BM Seer Unofficial thoughts from an anonymous Sun employee

another useless unrealistic uber-simplistic TPC-C result

Thursday Jun 12, 2008

The IBM Power 595 IBM reached over 6 million tpmC on the TPC-C benchmark, but IBM avoids single-system TPC-H like the plague, why? Why didn't IBM measure and publish server watts actually used on this benchmark? Did that 4TByte of memory flame their power meters?

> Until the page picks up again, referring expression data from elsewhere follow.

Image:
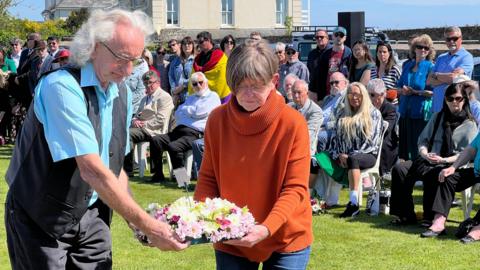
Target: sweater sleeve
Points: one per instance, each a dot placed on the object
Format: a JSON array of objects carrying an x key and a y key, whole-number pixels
[
  {"x": 207, "y": 185},
  {"x": 295, "y": 185}
]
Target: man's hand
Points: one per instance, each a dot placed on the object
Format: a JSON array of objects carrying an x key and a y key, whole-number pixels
[
  {"x": 445, "y": 173},
  {"x": 256, "y": 234},
  {"x": 163, "y": 238}
]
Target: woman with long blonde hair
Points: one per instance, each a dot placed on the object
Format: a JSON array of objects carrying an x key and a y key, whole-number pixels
[{"x": 355, "y": 142}]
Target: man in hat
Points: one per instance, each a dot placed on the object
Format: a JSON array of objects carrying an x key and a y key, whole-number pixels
[
  {"x": 292, "y": 66},
  {"x": 335, "y": 59}
]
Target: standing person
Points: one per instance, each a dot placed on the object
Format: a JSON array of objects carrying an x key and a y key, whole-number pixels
[
  {"x": 323, "y": 43},
  {"x": 385, "y": 66},
  {"x": 66, "y": 172},
  {"x": 180, "y": 70},
  {"x": 377, "y": 90},
  {"x": 162, "y": 66},
  {"x": 456, "y": 61},
  {"x": 293, "y": 66},
  {"x": 16, "y": 51},
  {"x": 227, "y": 45},
  {"x": 213, "y": 63},
  {"x": 335, "y": 59},
  {"x": 191, "y": 118},
  {"x": 415, "y": 97},
  {"x": 361, "y": 64},
  {"x": 274, "y": 184}
]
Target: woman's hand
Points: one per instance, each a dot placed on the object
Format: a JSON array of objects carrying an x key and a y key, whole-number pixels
[
  {"x": 445, "y": 173},
  {"x": 256, "y": 234},
  {"x": 343, "y": 160}
]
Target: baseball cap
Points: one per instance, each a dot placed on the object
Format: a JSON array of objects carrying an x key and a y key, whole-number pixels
[{"x": 340, "y": 29}]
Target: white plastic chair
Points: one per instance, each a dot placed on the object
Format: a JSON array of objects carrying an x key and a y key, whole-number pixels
[{"x": 374, "y": 172}]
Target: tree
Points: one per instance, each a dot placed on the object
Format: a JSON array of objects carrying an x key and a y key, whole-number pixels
[{"x": 76, "y": 19}]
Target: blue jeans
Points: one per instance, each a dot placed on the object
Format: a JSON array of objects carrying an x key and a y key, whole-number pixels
[{"x": 293, "y": 261}]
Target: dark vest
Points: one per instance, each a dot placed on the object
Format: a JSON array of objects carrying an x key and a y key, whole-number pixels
[{"x": 53, "y": 194}]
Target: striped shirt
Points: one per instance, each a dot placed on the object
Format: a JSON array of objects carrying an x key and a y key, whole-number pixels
[{"x": 390, "y": 78}]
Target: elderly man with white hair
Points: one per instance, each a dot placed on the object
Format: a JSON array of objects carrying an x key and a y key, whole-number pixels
[
  {"x": 377, "y": 91},
  {"x": 66, "y": 173},
  {"x": 311, "y": 112}
]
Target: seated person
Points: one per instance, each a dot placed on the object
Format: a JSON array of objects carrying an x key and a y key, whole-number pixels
[
  {"x": 377, "y": 90},
  {"x": 312, "y": 114},
  {"x": 443, "y": 138},
  {"x": 153, "y": 114},
  {"x": 355, "y": 141},
  {"x": 191, "y": 117}
]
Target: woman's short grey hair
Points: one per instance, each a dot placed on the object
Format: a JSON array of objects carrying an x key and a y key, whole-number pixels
[
  {"x": 100, "y": 27},
  {"x": 376, "y": 86},
  {"x": 252, "y": 60},
  {"x": 198, "y": 76}
]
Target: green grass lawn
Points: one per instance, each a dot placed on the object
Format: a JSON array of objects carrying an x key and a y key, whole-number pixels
[{"x": 361, "y": 243}]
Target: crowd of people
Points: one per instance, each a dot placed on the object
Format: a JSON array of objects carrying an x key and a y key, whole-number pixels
[{"x": 265, "y": 129}]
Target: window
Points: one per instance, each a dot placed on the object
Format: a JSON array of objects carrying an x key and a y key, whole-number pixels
[
  {"x": 281, "y": 11},
  {"x": 227, "y": 12},
  {"x": 172, "y": 12}
]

    {postscript: an IBM blogger says it is Sun speaking and then points to this blog, no these are the BM Seer's opinions (yes I am a Sun Employee) but don't necesarily represent Sun or Sun's management. I'm glad Sun doesn't post on the above mentioned benchmark. It is worthless. Sun publishes on most benchmarks, I'd say more than IBM, to see a huge list of very reasonable benchmarks avoided by IBM on the power6 servers see: blogs.sun.com/bmseer/entry/they_tried_to_make_ibm}

It is no mystery that my opinion is that the 16-year old TPC-C benchmark has been worthless for at least a decade. It isn't the fact that TPC-C is old but that it does not represent databases today (did it even then?).

Has IBM just optimized solely for TPC-C on hyper-expensive cores? Their engineers basically admit extreme benchmark optimization: http://blogs.sun.com/bmseer/entry/careful_reading_shows_a_lot http://blogs.sun.com/bmseer/tags/tpc-c

It is simplistic, small, encourages silly configs, even honest people in IBM admitted a year ago that it is losing relevance: ftp://ftp.software.ibm.com/eserver/benchmarks/wp_TPC-E_Benchmark_022307.pdf

Even IBM admits in the paper above, "TPC-C configurations do not reflect typical client configurations." They go on to call "Ease of partitioning: Unrealistically easy". Also all referential integrity for every table is turned OFF!

"The TPC-C benchmark is comprised of 5 stored procedure calls: New-Order, Payment, Delivery, Order-Status and Stock-Level." see this Microsoft blog from over a year ago. FIVE, Five, really only five - a huge server doing only 5 very-very simple things on 9 tables. No one in the world has a database that looks like this - it is really useless.

IBM and other vendors keep pushing TPC-C for bragging rights. They spend a huge effort telling customers that they need it.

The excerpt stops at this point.